While the two laws of love from the Old Testament are hard enough, the new law is absolutely impossible to keep without the light and strength of the Holy Spirit that only comes to us from our being incorporated into the Paschal Mystery. Sometimes God is good enough to show us this through personal experience. A few years ago, our eldest Sister fell during the night and I accompanied her to the emergency room. It was finally revealed that she had cracked her pelvis and needed to be admitted to the hospital for treatment. By the time we had finally settled her in her room, it was about 4 o’clock in the morning, and I was very glad to lie down on the couch prepared for me.

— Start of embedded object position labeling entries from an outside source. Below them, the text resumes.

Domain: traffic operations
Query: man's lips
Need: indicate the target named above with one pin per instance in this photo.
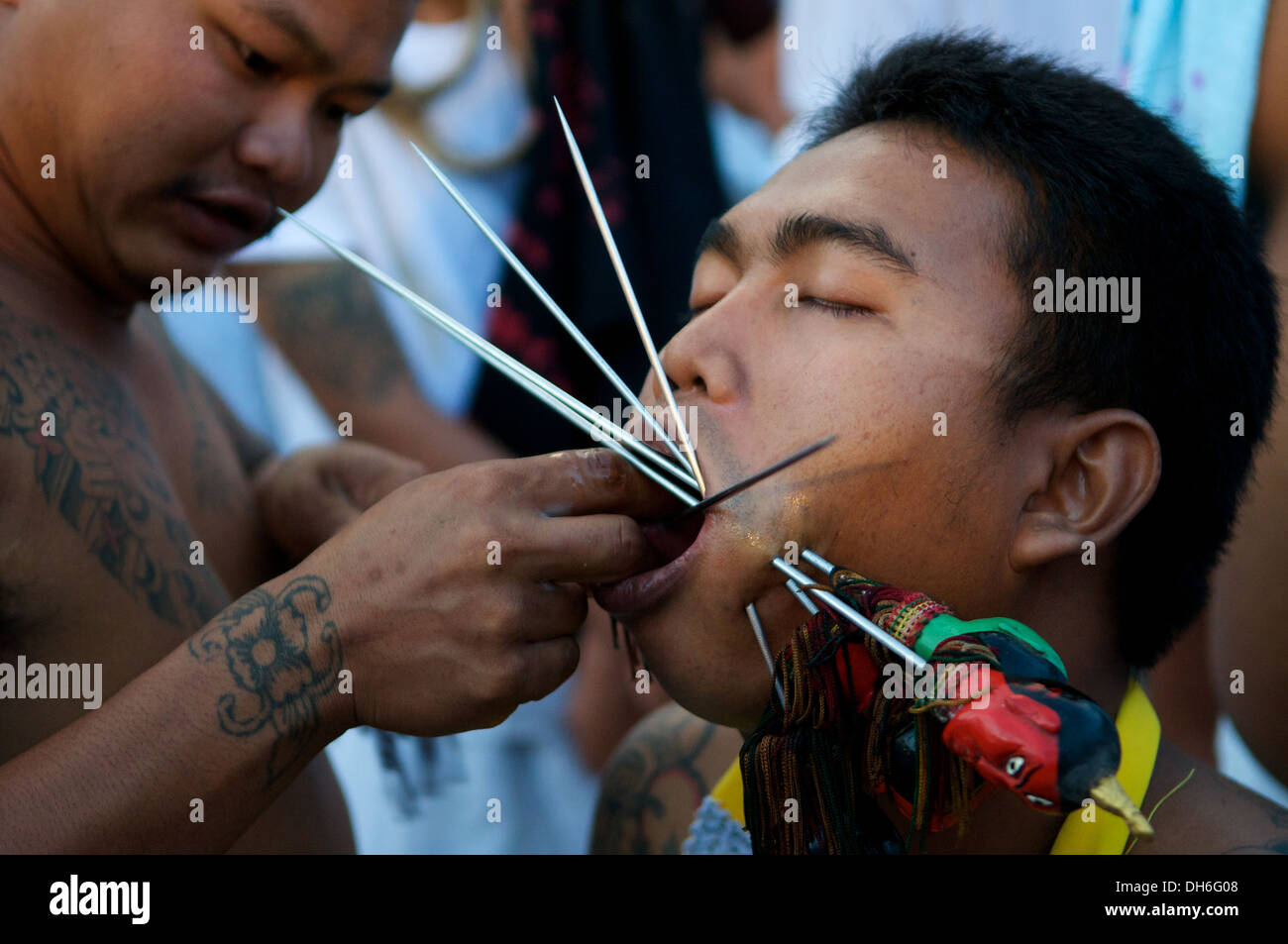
(223, 220)
(678, 545)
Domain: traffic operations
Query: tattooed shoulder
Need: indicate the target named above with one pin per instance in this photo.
(93, 464)
(656, 780)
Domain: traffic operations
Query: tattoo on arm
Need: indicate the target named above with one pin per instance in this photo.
(329, 323)
(94, 464)
(662, 749)
(282, 656)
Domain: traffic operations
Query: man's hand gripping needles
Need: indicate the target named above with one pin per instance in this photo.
(441, 640)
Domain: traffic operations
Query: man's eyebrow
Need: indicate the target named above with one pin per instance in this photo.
(720, 237)
(286, 20)
(871, 239)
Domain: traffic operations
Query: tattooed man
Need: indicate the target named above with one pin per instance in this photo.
(245, 609)
(987, 441)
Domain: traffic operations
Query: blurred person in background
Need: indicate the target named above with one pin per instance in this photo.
(1220, 75)
(473, 89)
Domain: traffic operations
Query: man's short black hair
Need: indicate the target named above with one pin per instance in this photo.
(1109, 191)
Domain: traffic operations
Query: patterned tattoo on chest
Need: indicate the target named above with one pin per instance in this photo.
(629, 790)
(283, 656)
(94, 464)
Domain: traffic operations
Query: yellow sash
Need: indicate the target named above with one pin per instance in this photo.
(1138, 733)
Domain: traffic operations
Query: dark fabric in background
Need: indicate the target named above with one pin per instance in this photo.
(627, 75)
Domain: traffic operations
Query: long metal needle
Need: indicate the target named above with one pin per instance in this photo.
(544, 296)
(764, 651)
(631, 301)
(851, 614)
(571, 408)
(752, 479)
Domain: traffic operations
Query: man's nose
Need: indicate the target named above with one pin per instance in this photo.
(278, 143)
(700, 361)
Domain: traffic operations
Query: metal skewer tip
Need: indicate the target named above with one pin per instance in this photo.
(631, 301)
(752, 479)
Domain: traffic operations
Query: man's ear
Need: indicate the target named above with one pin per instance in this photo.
(1103, 468)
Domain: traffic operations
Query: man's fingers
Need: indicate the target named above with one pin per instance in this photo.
(590, 549)
(549, 664)
(585, 481)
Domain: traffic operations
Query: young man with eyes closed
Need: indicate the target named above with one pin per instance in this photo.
(915, 301)
(158, 136)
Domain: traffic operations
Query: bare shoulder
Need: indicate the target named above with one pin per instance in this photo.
(1211, 814)
(656, 780)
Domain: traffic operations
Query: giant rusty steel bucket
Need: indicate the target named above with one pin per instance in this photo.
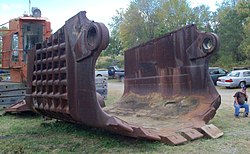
(168, 94)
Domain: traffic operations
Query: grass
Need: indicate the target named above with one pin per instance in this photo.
(31, 134)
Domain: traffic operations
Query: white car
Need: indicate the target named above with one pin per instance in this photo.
(237, 78)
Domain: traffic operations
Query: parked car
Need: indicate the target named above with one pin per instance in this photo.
(4, 75)
(215, 73)
(237, 78)
(116, 72)
(111, 72)
(101, 73)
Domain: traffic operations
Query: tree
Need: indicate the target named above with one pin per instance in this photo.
(230, 31)
(139, 23)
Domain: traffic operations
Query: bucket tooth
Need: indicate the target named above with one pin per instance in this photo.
(191, 134)
(173, 139)
(211, 131)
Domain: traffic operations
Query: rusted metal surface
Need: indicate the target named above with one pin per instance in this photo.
(168, 94)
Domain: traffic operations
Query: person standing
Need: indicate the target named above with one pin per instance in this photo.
(240, 101)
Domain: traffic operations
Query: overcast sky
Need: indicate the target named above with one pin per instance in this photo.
(58, 11)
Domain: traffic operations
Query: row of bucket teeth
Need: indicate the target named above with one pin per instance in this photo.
(172, 138)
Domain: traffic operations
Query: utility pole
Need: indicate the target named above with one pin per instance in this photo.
(29, 6)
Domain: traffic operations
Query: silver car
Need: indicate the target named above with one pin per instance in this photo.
(237, 78)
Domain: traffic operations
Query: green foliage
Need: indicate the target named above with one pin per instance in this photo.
(146, 19)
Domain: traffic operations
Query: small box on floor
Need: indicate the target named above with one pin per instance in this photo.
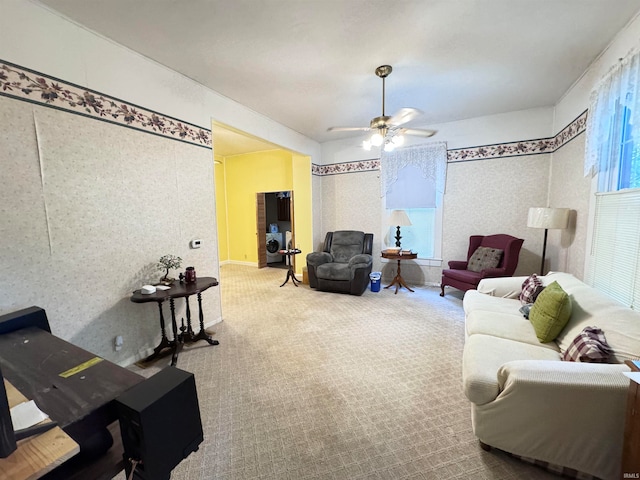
(160, 423)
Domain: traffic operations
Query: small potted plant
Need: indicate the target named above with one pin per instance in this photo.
(166, 263)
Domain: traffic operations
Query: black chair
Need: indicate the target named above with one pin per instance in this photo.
(344, 264)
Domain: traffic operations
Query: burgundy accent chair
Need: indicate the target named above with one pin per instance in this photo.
(459, 277)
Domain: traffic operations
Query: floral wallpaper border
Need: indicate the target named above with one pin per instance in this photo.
(484, 152)
(29, 85)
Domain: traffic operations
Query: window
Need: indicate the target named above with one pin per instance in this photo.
(629, 161)
(413, 180)
(613, 155)
(615, 248)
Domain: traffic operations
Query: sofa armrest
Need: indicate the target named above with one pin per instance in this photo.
(545, 404)
(318, 258)
(568, 376)
(458, 265)
(506, 287)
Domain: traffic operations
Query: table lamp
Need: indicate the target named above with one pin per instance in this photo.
(547, 217)
(399, 218)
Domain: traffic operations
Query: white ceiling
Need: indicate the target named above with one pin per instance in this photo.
(309, 64)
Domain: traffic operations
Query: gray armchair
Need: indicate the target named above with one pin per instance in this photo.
(344, 264)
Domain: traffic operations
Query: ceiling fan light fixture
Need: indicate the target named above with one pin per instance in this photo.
(376, 139)
(397, 140)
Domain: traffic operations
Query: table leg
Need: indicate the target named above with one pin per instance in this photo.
(187, 334)
(177, 345)
(291, 274)
(164, 341)
(202, 334)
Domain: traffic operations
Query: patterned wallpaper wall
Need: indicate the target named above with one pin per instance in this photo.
(483, 152)
(88, 209)
(28, 85)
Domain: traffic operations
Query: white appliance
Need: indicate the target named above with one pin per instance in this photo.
(274, 243)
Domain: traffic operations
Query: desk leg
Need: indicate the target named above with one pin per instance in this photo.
(164, 341)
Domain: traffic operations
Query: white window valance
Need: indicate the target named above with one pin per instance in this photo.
(411, 177)
(618, 90)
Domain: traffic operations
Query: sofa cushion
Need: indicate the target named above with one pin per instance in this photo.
(334, 271)
(550, 312)
(483, 258)
(475, 301)
(531, 288)
(589, 346)
(510, 326)
(590, 307)
(482, 358)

But as soon as I got comfortable, Sister cried out, “Help me!”. I got up. What did she want? A drink of water. Then again, “Help me!” Fix her blanket. Each time I lay down she called. After about the fifth time my patience had run out. My body was screaming for sleep. Could she not do these little things for herself and leave me alone? I knew the answer, but I was angry and wanted to tell or at least show her how she was imposing on me. I knew it was wrong and I grabbed the bars of her bed to try to resist the temptation. As I looked down at her, I tried to remember how much she was suffering, and to my horror I realized I did not care. I had come to the end of my own human love in the face of my own human need. Turning to the Lord in a wordless cry for help, I was given the grace to love with His love and to be patient one more time…one more time. The power to love manifestly did not come from me but from the Crucified and Risen Christ.